In 2022, Issam Abdullah and others, including Stêrk TV worker Mohammed Jarada, were allegedly targeted during Turkish airstrikes in northern Syria. Abdullah was killed and Jarada injured. The Committee to Protect Journalists called for Turkish authorities to swiftly investigate the events.

=== Attack on Cîhan Bilgin and Nazim Daştan ===
Cîhan Bilgin and Nazim Daştan were killed by a Turkish airstrike in December 2024 whilst working as freelancers for ANHA. The attack was condemned by the Dicle Firat Journalists’ Union and the Press Workers Union of Turkey. In later protests on the issue, a number of their members were detained by Turkish police. Turkish journalists and the leaders of the Istanbul Bar Association have subsequently faced criminal charges over their reporting of the airstrike. Consequently the Turkish Journalists Union has called on the government to abandon state policies hostile to journalists.
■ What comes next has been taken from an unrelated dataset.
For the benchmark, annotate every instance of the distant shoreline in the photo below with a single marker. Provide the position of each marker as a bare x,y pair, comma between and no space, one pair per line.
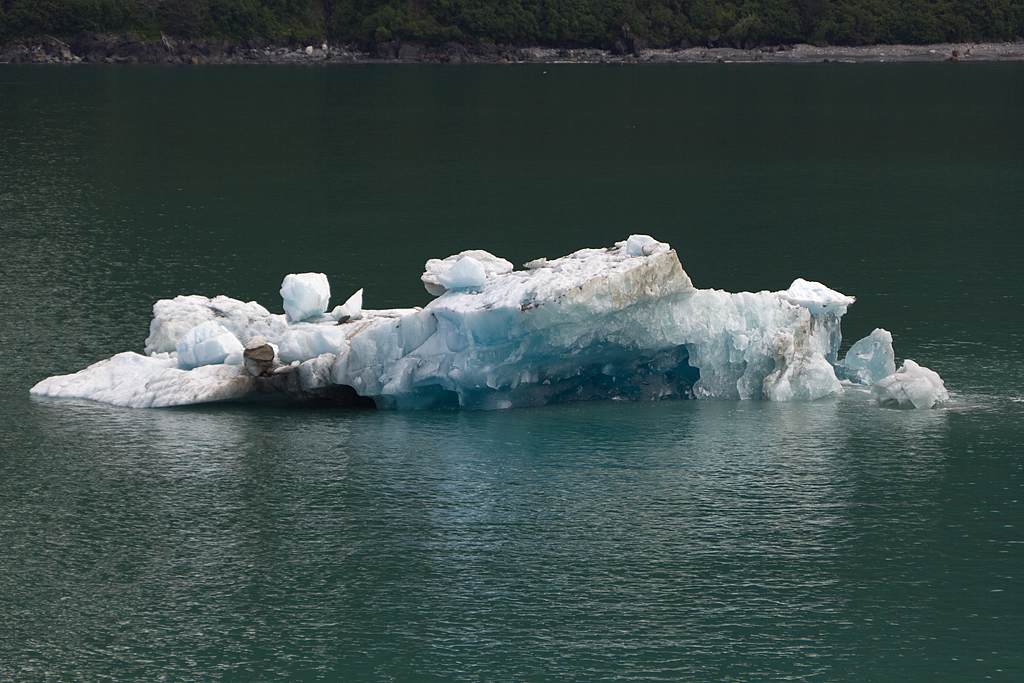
127,49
The National Union of Journalists and International Federation of Journalists have both condemned the attack on Bilgin and Daştan and called for the Syrian transitional government to "carry out an independent investigation into these murders, as well as to identify and convict the perpetrators of these crimes". Colombian president Gustavo Petro also condemned Turkey's killing of the two journalists, demanding an end to the partitioning of Syria by Russia, Iran, Turkey, Israel and the United States, free elections in the country and international protection for the Syrian Kurds.

==Blocking and interference==
The site has been repeatedly hacked in 2018, 2019, and 2022.

The Turkish telecommunications regulator blocked access to several news agencies in July 2015. The block followed the end of the Kurdish Turkish peace process and was described as a counter-terrorism action. Other Kurdish language or left-wing news sites based within and outside Turkey that were banned at the same time as Hawar News included Rudaw, Dicle News Agency, and Özgür Gündem.